There are bets that Japan will realize its goal of a weaker yen without the need for intervention. This is partly driven by the fact that many of the factors conspiring to strengthen the currency have eased in recent weeks. There had been big concerns about the outlook for global growth earlier in the year, but these have eased to some extent. Commodities had been in free fall, but there has been something of a resurgence here too. Both factors ease safe-haven flows.
This helps alleviate perhaps the biggest concern of all: that the Federal Reserve might tighten policy further and faster than expected. Yet these concerns have also subsided. Even fears about Brexit are less acute than they were, weeks before the vote, as many in the market feel an out vote has now been priced in.
There is also a feeling that Japan has ways out of its current predicament that do not entail outright currency purchases. Rumours have also been swirling of a possible snap election, with the disorganization and unpopularity of the opposition giving prime minister Shinzo Abe the option of attempting to renew his mandate to push through a package of measures – perhaps some financial reforms combined with additional infrastructure spending – to revive the economy.
This would be welcome in a country that faces a weak export outlook and a gradually increasing oil price that is likely to slow momentum in its improving trade-balance numbers. Its seasonally adjusted trade surplus widened to ¥427 billion ($3.9 billion) from ¥95 billion in April.
There has also been some confusion about the government's position on the raising of the consumption tax. The governor of the Bank of Japan, Haruhiko Kuroda, has acknowledged the impact the last such hike had on the economy, which was more considerable than forecast. This fed hopes that the government might delay the tax increase. Yet Aso has sown confusion by describing it as unavoidable.
Upadhyaya says: “Japan really needs to resolve that uncertainty around the consumption tax hike; it affects sentiment and has huge ramifications for the economy. The government needs to be decisive in ruling out an imminent hike.”
Between certainty over the consumption tax and fiscal measures adopted by the government, many are confident direct currency intervention will not be necessary. What is expected is an announcement on further monetary easing in at least one of its upcoming meetings.
Upadhyaya says: “The BoJ just needs to find a way to ease without damaging its banks, which risks undermining the Nikkei, which risks leading to yen strengthening – the opposite of its intention. It needs to prove to markets it has no constraints in its QE purchases, perhaps by buying more equity ETFs. It needs more than just a negative interest rate policy.”
However, if other measures fail, few doubt the Bank of Japan would act – especially considering that the wording of the US guidelines against intervention give it cover.
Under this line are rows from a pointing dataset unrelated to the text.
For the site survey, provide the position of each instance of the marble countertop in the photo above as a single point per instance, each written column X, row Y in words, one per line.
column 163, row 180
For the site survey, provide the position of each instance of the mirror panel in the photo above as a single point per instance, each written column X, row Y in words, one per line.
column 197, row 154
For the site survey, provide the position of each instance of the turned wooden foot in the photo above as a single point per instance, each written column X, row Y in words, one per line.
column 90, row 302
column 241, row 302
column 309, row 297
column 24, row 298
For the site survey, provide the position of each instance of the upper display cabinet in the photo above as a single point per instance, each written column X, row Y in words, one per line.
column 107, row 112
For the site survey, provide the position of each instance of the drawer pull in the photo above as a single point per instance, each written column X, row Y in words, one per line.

The question is at what level it would feel compelled to act.
Yujiro Goto, senior FX strategist at Nomura, says: “100 is the really psychologically important level for traders and policymakers [compared with ¥109 per dollar currently]. But Aso has voiced concern about volatility and he would
want to step in before it got to that level. That is why I think traders will start getting cautious around the 105 level.”